Sunshine n'a jamais pu supporter Bastian, qui a pourtant tout essayé pour gagner les faveurs du petit chien. Friandises, jouets, caresses et compliments... Rien n'y a fait. Sunshine grogne et gronde dès que l'autre homme l'approche, et Bastian a fini par renoncer, un peu tristement.

— Alors, prêt ?
Anders sourit.
— Oui, tu es arrivé pile au bon moment.
— Parfait. On a encore le temps, ceci dit, mais bon, avec le trafic en centre en ville, autant prendre un peu d'avance.
Anders acquiesce et jette un petit coup d'œil à son chien qui approche prudemment, ventre contre terre.
— Ah, tu trouves quand même le courage de venir dire au revoir à ton maître, c'est déjà ça, remarque Bastian, amusé.
— Il doit se douter que je vais l'abandonner à son triste sort.
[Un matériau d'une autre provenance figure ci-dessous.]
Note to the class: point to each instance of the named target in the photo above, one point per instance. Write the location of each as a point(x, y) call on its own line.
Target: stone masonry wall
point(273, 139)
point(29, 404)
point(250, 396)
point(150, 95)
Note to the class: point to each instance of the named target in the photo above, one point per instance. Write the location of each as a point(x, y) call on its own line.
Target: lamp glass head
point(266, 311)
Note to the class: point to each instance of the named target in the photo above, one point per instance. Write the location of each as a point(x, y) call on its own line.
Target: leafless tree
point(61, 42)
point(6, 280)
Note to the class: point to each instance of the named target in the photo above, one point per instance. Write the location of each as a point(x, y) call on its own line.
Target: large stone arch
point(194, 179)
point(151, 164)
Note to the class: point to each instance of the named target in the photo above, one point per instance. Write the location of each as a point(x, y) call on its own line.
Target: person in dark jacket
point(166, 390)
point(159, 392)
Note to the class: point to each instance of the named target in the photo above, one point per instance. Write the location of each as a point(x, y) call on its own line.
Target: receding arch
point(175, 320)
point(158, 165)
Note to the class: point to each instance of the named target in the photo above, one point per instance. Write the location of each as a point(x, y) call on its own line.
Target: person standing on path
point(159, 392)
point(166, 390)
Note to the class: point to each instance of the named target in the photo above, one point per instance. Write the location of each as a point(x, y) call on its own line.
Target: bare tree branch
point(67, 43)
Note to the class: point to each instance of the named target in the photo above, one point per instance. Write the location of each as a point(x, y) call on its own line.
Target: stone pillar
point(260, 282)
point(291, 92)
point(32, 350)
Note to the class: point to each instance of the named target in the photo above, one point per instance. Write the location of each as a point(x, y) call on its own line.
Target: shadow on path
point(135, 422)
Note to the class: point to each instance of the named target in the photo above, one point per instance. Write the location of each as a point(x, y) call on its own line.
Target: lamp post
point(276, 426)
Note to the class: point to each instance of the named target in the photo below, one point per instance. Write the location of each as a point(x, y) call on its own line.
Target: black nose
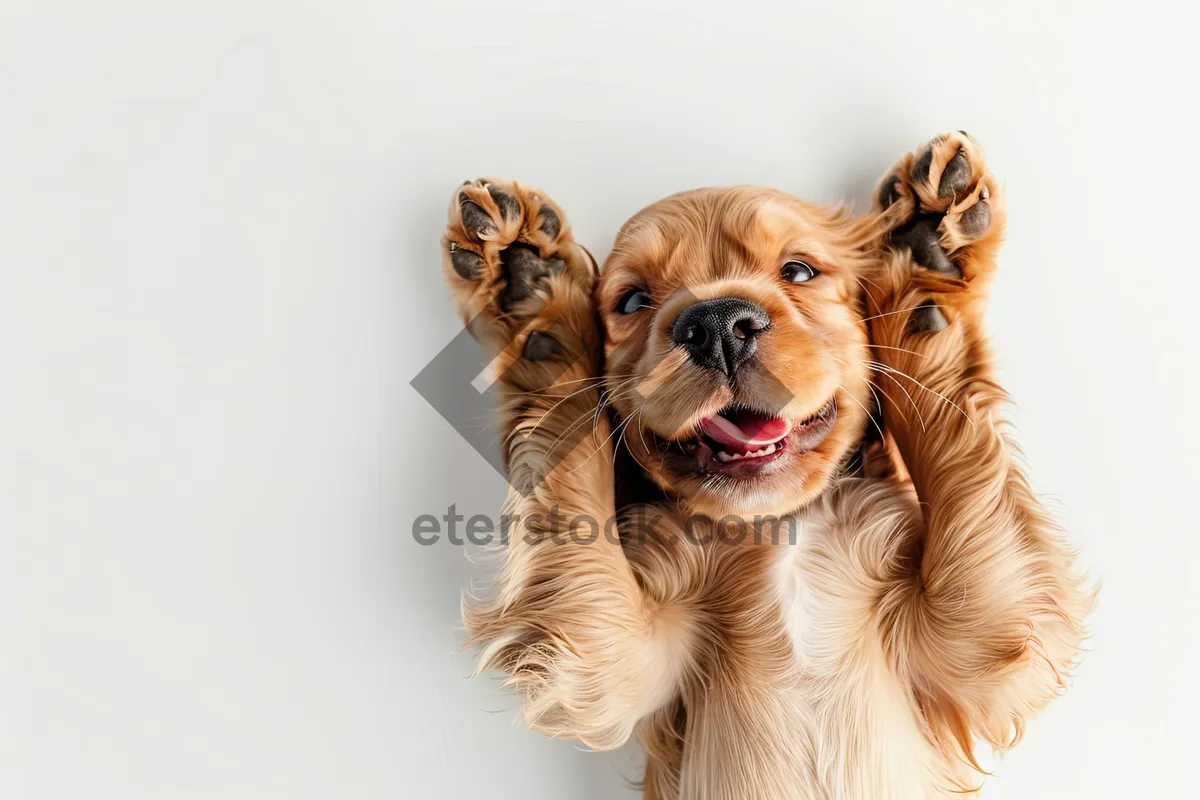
point(720, 334)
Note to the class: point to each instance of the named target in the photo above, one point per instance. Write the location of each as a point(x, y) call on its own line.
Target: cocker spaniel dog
point(765, 511)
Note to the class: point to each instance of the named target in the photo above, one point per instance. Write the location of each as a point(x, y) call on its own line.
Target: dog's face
point(736, 350)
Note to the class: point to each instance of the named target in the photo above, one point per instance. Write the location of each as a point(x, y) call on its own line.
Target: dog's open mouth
point(743, 441)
Le jeune homme pose un genou à terre et attrape son chien, le serre contre lui, puis lui lance un jouet pour l'éloigner. Il en profite pour ouvrir la porte et sortir sans se faire remarquer.
— Je l'aurais bien emmené avec nous, mais si c'est pour lui mettre une muselière pour l'empêcher de te sauter au visage...
— Pas de souci. Je comprends. Je suis vraiment désolé. D'habitude, je n'ai pas de souci avec les animaux.
— Il ne faut pas chercher. Il a ses petites humeurs.
Bastian sourit à nouveau, puis passe devant dans l'escalier. Sa main droite, dont le revers et les premières phalanges sont tatoués, s'agrippe fermement à la rambarde.

Bastian est sans doute l'une des seules personnes qu'Anders peut considérer comme son ami dans cette ville de Cologne où il n'est pas grand-chose, juste seul et un peu perdu. Sa présence a rendu le retour de Corée du Sud un peu plus facile, en comblant, sans vraiment la remplir complètement, l'absence de Dmitri et de Heather à ses côtés.

Sebastian, dit Bastian, Gärtner, aujourd'hui âgé de 31 ans, est un vétéran aux yeux d'Anders ; il est arrivé à Cologne peu de temps après lui, après avoir fait un tour en ligue finlandaise. Il a roulé sa bosse dans de nombreuses équipes, a fait un passage express en NHL avant d'être envoyé dans une ligue mineure mieux adaptée à son niveau, pour enfin retourner en Europe où il paraît décidé à finir sa carrière. 

Bastian porte les stigmates de celle-ci sur son visage : son nez, cassé à plusieurs reprises, dévie légèrement, plusieurs de ses dents ont été brisées pour ensuite être remplacées. Il s'est fracturé le poignet, la cheville, deux côtes. En dépit des écueils, l'Allemand reste beau, d'une beauté classique, les traits bien dessinés et masculins. Ses yeux, d'un vert clair, trahissent sa douceur et son calme.  Malgré tout, l'être tout entier de Bastian témoigne des difficultés et des écueils que ce sport exige d'eux, et quand il le regarde, Anders trouve presque parfois le courage de faire ce qu'il veut faire depuis si longtemps : rendre ses patins, son équipement et sa crosse, et ne plus jamais toucher un palet de sa vie.

— Je n'ai pas trouvé de place devant chez toi. Du coup, je suis un peu plus loin.
— Pas de souci.
— Et je n'ai pas pris de ticket, donc j'espère qu'on sera là à temps pour m'éviter la prune !
Anders lâche un petit rire et presse le pas pour garder le rythme des grandes enjambées de son ami. Ils forment tous les deux un duo atypique ; fidèle à lui-même, Anders a choisi des vêtements à la mode et branchés. Bastian, de son côté, a fait un petit effort sur son style habituel, mais garde cet aspect casual et décontracté, presque nonchalant. Il porte une veste en cuir, jetée sur un t-shirt noir, accompagné d'un jeans délavé et de grosses bottes au bout râpé. Assorti à ses tatouages, cela lui donne également un petit côté rugueux, qui a eu moins le mérite de tenir les autres à distance.